That being said, I’ve been guilty of taking too long to respond or reading messages and getting sidetracked too. I think the best measure to judge whether they are really blowing you off or if they’re actually busy is how they respond when they do. When my last relationship was ending I had to work extremely hard just to maintain a conversation and when they did respond it was always “oh”, “okay”, “sorry”, or a combination of the three. It got to the point that I could predict the response… Hopefully that’s not your case.
Hope that helps a smidge.
Long distance relationships suck. Y’all need to talk about some things and not being face to face more than 50% of the time makes it harder.
He may be moving heaven and Earth to make time for you, but you can’t see it. He may be playing you, but you can’t see it. This is a super tough thing to figure out!
He may not be paying enough attention to you. You may be insecure and crave more attention than he can give. Once again, hard to know which – especially if you are young and haven’t had many relationships.
Advice: never feel guilty for wanting attention, love, quality time. Say to him that you need more. If he says, “ok, how can we do this?” He is a good guy. If he calls you names or says you are too clingy/dependent, then he’s an asshole.
You have the right to seek the kind of relationship YOU want.
If you ever make a voice recording of the advice you’ve given people over the years, I’d love to play it at night as I fall asleep, because maybe that way, It would actually sink in. And although your post doesn’t pertain to my circumstances, it is good advice. I admire your ability to do this uniquely SeeSmith thing that you do. Genuine (and ofttimes delightfully odd).
I gotta high pitched loud voice. Not comforting. But thanks for the compliments.
Once upon a time I used to give really bad advice. Every problem looked like a nail and I had a hammer.
Having enough run-ins with depression, I learned the best advice was gently positive. Force feeding just makes people close down. Most importantly, no one should feel guilty for being human. Being human means making mistakes. Being sad sometimes. Wanting things that may be out of reach.
As crazy as my mother was, she understood that humans were flawed and That Was OK. When I give advice sometimes I feel like I’m 13 years old, back in my mother’s kitchen, drinking tea with her, and gently, lovingly trying to make sense of this crazy world and how we perceive it.
I hope I’m helping. I hope I’m doing it in a way that is gentle and loving.
SeeSmith, you do help.
Regardless of your high-pitched voice, you should still record. . . either in whispers or we can just turn the volume down.
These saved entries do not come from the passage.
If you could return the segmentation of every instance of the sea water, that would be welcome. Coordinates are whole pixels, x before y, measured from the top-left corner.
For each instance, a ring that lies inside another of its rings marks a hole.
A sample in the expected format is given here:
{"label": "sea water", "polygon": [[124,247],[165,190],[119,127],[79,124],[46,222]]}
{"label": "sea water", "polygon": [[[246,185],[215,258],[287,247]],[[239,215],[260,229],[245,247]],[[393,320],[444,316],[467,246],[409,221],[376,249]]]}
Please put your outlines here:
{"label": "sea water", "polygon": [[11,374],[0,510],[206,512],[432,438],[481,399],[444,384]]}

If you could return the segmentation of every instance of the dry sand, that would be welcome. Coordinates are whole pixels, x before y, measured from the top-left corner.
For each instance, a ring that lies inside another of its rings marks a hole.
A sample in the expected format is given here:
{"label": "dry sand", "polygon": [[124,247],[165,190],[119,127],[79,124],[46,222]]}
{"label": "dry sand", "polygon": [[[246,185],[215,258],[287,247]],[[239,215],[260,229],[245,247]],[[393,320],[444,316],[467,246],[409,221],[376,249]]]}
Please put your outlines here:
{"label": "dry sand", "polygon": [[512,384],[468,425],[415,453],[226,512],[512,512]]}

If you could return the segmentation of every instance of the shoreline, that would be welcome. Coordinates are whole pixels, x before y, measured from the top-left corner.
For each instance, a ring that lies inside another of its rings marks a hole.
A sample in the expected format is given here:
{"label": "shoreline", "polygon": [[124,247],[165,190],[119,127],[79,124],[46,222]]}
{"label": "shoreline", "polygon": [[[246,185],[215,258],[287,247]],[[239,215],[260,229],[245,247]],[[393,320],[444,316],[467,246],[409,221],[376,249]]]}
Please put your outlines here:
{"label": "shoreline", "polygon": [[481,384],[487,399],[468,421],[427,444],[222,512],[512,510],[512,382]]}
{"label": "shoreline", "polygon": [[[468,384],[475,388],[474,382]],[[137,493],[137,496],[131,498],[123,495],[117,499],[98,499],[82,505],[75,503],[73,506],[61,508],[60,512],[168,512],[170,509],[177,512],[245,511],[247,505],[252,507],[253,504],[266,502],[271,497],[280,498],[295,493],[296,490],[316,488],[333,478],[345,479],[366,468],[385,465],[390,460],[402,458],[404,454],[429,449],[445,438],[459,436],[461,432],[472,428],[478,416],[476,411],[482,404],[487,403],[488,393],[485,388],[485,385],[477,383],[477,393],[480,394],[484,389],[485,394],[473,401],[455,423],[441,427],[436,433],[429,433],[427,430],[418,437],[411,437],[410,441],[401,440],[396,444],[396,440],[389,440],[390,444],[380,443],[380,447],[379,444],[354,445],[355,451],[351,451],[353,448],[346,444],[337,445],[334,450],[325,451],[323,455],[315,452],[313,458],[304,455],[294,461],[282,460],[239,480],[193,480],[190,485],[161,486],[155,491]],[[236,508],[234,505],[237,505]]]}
I can envision you as a teenager with your mom. You’ve shared stories of you and your mother and you’ve shared her art. I have a fondness for the two of you during that part of your life. I’m glad she imparted her wisdom or her gentleness to you.
Funny, I was thinking if this site had existed or if we had somehow met in my younger years, how your advice might’ve affected me. You make a difference. You truly do.
I am too shy to hit on the women I like, but seeking validation, I end up in relationships with women I’m not that into.
I won’t be motivated to make a whole lot of effort, just enough to keep her around. Words and impersonal gifts are my usual arsenal.
When women fall for someone, they fall hard, and I never cease to be amazed by how much they are willing to overlook because they have some fantasy in their head that this guy is Mr. Right.
Judge men by their actions, not their words.